Bella Holtz, a sophomore studying psychology and neuroscience, said she got upset after she used the percentage to calculate how much money she’d have to pay.
“I calculated it out on my phone to figure out how much more the tuition is, and then I thought about how much that is after 10 years of interest from loans,” Holtz, 19, said.
Although this is the most tuition has risen in the past few years, in 2016 students saw a 4 percent increase for the following academic year, The Phoenix reported.
Students currently pay $42,720 for a year’s tuition at Loyola. Next year, students will pay $44,130, according to Loyola’s website. The average price for a year’s tuition at a private, four-year school is $35,830 for the 2018-19 academic year, according to CollegeBoard, the non-profit organization that runs the SAT and AP programs.
The increase in tuition was partly due to new investments in Campus Safety. It’s unclear what investments are being made because Evangeline Politis, the university’s spokesperson, denied requests for an interview with Rooney and with Wayne Magdziarz, Loyola’s chief financial and business officer.
Madison Flood, a junior studying neuroscience, said she was annoyed about the increase in tuition because the university isn’t transparent about where the money goes.
“I feel like every year [the tuition is] going up,” Flood, 21 said. “It’s already so expensive, I don’t understand exactly where the money’s going to.”
The email also referenced the planned construction of a new residence hall on Winthrop Avenue, according to the email. The $47 million new residence hall is intended to help with Loyola’s lack of housing and would require the demolition of two Loyola-owned buildings. The Edgewater Historical Society has publicly opposed the demolition of the buildings, citing environmental concerns.
Students could also see residence hall fees increase by up to 2 percent, depending on which residence hall they live in. There will be no increase in student activity or technology fees, which are used to fund shuttle buses, 8-RIDE and the Wellness Center.
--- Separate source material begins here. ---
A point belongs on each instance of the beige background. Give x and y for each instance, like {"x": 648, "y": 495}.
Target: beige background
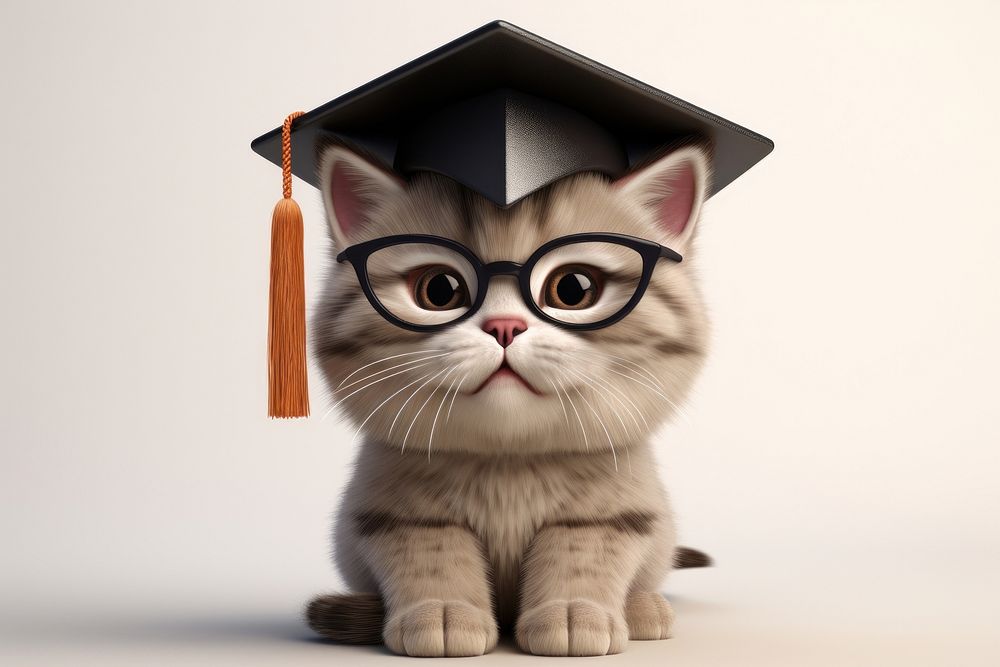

Despite the increase in tuition, Rooney said in the email an education at Loyola is still worth the price.
“A Loyola education remains a good investment in a fast-changing economy in which nine out of 10 new jobs created require a college or professional degree,” Rooney said in the email.
The email also referenced other projects on campus, including the refurbishing of Sean Earl Field and the construction of the Alfie Norville Athletic Practice Facility.